1997 le verra se présenter pour la dernière fois devant les électeurs avec, toujours, Jean Dufour à ses côtés, comme suppléant. Le contexte a bien changé et s’inscrit dans le cadre d’un nouveau rassemblement de la Gauche, « plurielle », que Guy Hermier a déjà connu en 1981. A Marseille, il représente, outre le PCF, le Mouvement des citoyens (MDC) de Jean-Pierre Chevènement, les Verts, la LCR, la Convention pour une alternative progressiste (CAP), née en 1994 et rassemblant d’anciens communistes et socialistes, ainsi que l’Alternative rouge et verte (AREV), qui regroupait d’anciens communistes rénovateurs ayant notamment suivi les idées de Pierre Juquin. Il arrive à nouveau en deuxième position, derrière le candidat frontiste Jean-Jacques Susini – dont la suppléante est Marie-Claude Roussel – qui fait 30, 9 % des voix au premier tour, le 25 mai 1997, contre 30, 3 % pour Guy Hermier. Ce dernier est tout de même élu, au second tour, avec 58,4 % des suffrages exprimés. L’abstention, quant à elle, s’est durablement installée et avoisine les 40 %. Cette dernière campagne se résume au slogan, désormais récurrent pour le candidat Hermier : « Le FN, ici, jamais ! ». Et de lancer l’anathème contre « Jean-Jacques Susini, cet ancien dirigeant de l’OAS [Organisation armée secrète], au sinistre passé, que Le Pen a parachuté dans nos quartiers ». Guy Hermier, d’ailleurs, réalise un meilleur score qu’en 1993. Son activité parlementaire est alors, nouveau contexte politique oblige, marquée par une dimension sociale plus marquée et un accent mis sur le motif de la solidarité et contre l’exclusion, sans que Guy Hermier n’abandonne la question de la reconnaissance du génocide arménien (et la répression pour qui en contesterait l’existence) ou celle du vote des étrangers. A partir de 1999, son activité se réduit significativement.
Il tombe malade à cette époque, et aussi, depuis 1998, il ne cache pas ses réserves à l’égard de Robert Hue : « La stratégie de Hue a largement fait preuve de ses limites » ; et d’ajouter : « Au moins, du temps de Marchais, même avec le centralisme démocratique, il y avait des débats au sein de la direction ».

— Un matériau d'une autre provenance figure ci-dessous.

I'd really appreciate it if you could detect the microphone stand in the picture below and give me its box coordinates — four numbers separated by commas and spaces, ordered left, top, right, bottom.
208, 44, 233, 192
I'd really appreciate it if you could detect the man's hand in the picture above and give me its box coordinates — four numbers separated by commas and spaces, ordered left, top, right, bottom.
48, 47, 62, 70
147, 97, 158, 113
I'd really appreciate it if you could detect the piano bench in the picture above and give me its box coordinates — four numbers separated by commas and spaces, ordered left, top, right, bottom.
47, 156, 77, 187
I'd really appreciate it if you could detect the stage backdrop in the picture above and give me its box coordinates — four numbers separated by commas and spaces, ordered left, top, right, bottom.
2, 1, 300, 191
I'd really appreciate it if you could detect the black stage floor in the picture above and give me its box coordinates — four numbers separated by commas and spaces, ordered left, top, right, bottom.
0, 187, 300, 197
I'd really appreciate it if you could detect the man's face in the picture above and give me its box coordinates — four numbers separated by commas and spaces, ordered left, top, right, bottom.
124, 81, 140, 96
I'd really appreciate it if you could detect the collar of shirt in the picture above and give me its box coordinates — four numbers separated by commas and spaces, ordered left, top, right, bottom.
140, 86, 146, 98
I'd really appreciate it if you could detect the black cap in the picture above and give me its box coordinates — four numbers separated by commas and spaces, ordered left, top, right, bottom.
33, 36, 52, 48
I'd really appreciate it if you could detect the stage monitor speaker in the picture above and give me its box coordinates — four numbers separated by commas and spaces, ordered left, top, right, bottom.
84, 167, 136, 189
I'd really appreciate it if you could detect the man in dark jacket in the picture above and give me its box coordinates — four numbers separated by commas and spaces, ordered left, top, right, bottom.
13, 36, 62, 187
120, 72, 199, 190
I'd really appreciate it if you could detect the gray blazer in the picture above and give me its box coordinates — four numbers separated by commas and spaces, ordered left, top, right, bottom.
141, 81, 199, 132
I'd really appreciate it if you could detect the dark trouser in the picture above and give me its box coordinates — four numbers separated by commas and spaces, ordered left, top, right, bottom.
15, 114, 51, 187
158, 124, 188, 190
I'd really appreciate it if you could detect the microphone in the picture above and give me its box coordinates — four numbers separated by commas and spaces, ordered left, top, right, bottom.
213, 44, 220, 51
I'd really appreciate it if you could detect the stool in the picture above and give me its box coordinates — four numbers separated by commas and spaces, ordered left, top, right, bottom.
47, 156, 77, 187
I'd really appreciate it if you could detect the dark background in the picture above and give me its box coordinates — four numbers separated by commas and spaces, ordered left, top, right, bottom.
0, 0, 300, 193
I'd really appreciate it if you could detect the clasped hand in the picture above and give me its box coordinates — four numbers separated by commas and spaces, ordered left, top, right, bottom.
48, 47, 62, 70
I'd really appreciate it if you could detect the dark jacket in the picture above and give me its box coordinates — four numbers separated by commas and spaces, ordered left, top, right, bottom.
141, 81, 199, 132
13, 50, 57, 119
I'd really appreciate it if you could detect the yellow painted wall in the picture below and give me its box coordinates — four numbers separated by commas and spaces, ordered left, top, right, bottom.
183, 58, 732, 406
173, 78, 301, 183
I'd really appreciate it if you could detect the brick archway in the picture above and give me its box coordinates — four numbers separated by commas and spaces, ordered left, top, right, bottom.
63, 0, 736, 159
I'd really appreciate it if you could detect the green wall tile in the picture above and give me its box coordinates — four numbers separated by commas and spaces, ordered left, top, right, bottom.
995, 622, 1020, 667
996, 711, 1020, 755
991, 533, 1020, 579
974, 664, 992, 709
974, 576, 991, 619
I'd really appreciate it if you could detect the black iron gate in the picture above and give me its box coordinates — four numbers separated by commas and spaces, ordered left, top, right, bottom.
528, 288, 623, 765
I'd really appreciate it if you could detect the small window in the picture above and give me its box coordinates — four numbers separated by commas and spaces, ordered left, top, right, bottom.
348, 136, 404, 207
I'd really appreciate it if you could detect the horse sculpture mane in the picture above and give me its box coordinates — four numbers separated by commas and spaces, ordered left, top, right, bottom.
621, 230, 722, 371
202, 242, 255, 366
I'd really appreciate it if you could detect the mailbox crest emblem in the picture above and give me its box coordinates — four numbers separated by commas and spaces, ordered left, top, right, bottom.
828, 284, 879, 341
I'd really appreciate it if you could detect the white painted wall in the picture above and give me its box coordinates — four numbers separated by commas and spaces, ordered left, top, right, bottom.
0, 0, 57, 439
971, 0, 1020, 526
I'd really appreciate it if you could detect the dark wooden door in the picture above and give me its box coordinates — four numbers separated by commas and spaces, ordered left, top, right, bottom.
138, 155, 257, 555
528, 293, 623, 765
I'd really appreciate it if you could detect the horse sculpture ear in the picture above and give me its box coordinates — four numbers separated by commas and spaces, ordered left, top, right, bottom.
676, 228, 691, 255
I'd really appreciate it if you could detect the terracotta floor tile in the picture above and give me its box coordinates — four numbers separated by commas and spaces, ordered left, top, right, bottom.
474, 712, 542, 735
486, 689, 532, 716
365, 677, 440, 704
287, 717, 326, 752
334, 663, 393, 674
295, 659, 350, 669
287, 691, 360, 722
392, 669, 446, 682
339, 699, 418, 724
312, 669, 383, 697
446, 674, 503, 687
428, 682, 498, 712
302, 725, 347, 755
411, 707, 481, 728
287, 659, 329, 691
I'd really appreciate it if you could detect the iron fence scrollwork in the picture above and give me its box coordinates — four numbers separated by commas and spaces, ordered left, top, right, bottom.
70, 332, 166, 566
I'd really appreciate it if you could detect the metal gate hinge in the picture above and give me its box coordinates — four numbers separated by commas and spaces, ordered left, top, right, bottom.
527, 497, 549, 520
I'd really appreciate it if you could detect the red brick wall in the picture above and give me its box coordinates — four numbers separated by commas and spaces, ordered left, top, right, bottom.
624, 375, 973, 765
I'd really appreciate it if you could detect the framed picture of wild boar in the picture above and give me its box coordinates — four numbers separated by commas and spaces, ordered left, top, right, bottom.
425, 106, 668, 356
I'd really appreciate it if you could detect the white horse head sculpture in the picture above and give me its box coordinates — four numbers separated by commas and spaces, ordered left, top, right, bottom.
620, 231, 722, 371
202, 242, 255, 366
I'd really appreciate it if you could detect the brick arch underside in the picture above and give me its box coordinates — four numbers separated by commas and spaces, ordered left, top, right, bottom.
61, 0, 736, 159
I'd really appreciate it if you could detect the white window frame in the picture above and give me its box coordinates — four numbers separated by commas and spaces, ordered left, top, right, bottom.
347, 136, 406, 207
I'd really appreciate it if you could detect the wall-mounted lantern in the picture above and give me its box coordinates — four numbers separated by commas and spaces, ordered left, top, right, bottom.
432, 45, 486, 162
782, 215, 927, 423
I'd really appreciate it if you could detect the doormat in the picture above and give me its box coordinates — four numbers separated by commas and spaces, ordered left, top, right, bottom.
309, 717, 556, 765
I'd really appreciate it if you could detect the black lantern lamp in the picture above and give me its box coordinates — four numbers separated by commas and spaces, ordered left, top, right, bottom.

Le charismatique député des Bouches-du-Rhône meurt le 28 juillet 2001 à Marseille. Jean Dufour lui succède. Les hommages pleuvent, de tous horizons : Robert Hue salue le rôle de Guy Hermier dans la « profonde transformation » du PCF, voyant en lui l’homme qui avait prédit – trop tôt ? – l’évolution nécessaire du projet communiste et du parti. Le maire de Marseille Jean-Claude Gaudin rend hommage à l’ « adversaire […] élégant et brillant ». Tous, de Lionel Jospin à Michel Vauzelle, en passant par François Hollande ou Patrick Braouzec, regrettent avec lui la hauteur de vue, la culture et le sens de l’intérêt commun. Au sein du communisme comme à Marseille.